When you export from the United States, does your freight forwarder ask you a lot of questions? Like, “What’s your Schedule B number? What’s your ECCN? Is an export license required?”
How do you know? Isn’t that why you hired a freight forwarder? Whose job is it anyway?
Uh, it’s your job. OK, it’s a little bit everyone’s job, but it is mostly yours. Because the freight forwarder isn’t the expert on your company’s products, technology, and customers.
And the US government says it’s your job, here and here. You see, the government controls exports for reasons like national security and foreign policy. And export violations can easily run into the hundreds of
thousands millions of dollars.
Think of your freight forwarder like your tax accountant. Sure, he files your taxes, and gets you the best possible refund. But you have to give him the numbers for income and expenses, and whether those expenses are cost of goods sold, office expenses, or entertaining a client.
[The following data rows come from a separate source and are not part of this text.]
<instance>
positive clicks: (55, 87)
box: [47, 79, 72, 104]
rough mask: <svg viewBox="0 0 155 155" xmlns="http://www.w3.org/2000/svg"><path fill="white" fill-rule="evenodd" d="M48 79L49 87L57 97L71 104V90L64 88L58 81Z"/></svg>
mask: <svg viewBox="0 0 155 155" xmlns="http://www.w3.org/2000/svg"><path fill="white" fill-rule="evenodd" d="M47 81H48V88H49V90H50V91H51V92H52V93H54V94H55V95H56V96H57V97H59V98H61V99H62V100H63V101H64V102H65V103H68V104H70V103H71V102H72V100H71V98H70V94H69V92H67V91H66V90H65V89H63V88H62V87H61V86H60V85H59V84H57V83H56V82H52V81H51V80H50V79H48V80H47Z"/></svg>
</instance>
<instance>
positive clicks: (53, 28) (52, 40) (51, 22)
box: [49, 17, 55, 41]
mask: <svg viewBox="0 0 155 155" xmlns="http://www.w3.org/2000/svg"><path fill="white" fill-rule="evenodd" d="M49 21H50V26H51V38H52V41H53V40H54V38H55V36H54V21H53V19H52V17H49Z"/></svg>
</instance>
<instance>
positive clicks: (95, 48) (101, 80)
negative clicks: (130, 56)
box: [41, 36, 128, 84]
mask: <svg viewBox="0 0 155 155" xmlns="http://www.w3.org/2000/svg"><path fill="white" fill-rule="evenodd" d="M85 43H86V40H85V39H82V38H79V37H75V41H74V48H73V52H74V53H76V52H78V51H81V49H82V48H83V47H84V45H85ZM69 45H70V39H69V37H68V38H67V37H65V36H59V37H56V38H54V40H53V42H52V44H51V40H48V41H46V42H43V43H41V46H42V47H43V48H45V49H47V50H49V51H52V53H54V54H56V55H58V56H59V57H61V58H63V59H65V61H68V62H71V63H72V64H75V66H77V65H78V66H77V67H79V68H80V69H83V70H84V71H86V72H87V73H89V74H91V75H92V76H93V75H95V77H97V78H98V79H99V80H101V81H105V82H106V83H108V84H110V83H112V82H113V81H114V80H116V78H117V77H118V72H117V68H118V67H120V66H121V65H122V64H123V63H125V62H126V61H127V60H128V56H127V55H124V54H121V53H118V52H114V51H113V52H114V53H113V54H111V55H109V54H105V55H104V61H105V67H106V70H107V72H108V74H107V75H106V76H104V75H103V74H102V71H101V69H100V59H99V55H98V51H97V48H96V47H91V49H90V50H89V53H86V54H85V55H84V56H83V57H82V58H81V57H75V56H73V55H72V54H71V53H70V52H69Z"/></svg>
Similarly, your freight forwarder files your export declaration, and moves your stuff. But you have to tell him what it is – the Schedule B number, the ECCN – where it’s going, who’s receiving it, and if any of that’s going to need an export license.
A bad freight forwarder doesn’t ask these questions. He just assumes no license required because that makes his life simple. He’s looking for a fast, easy buck. Even if it means you get into trouble later for exporting without a required license.
A good freight forwarder does ask these questions. He cares about protecting his business and yours for the long run. And so should you. Which is why you should have export compliance expertise on staff, or work with a qualified professional.
A really good freight forwarder will provide assistance. And HE either has export compliance expertise on staff, or works with a qualified professional.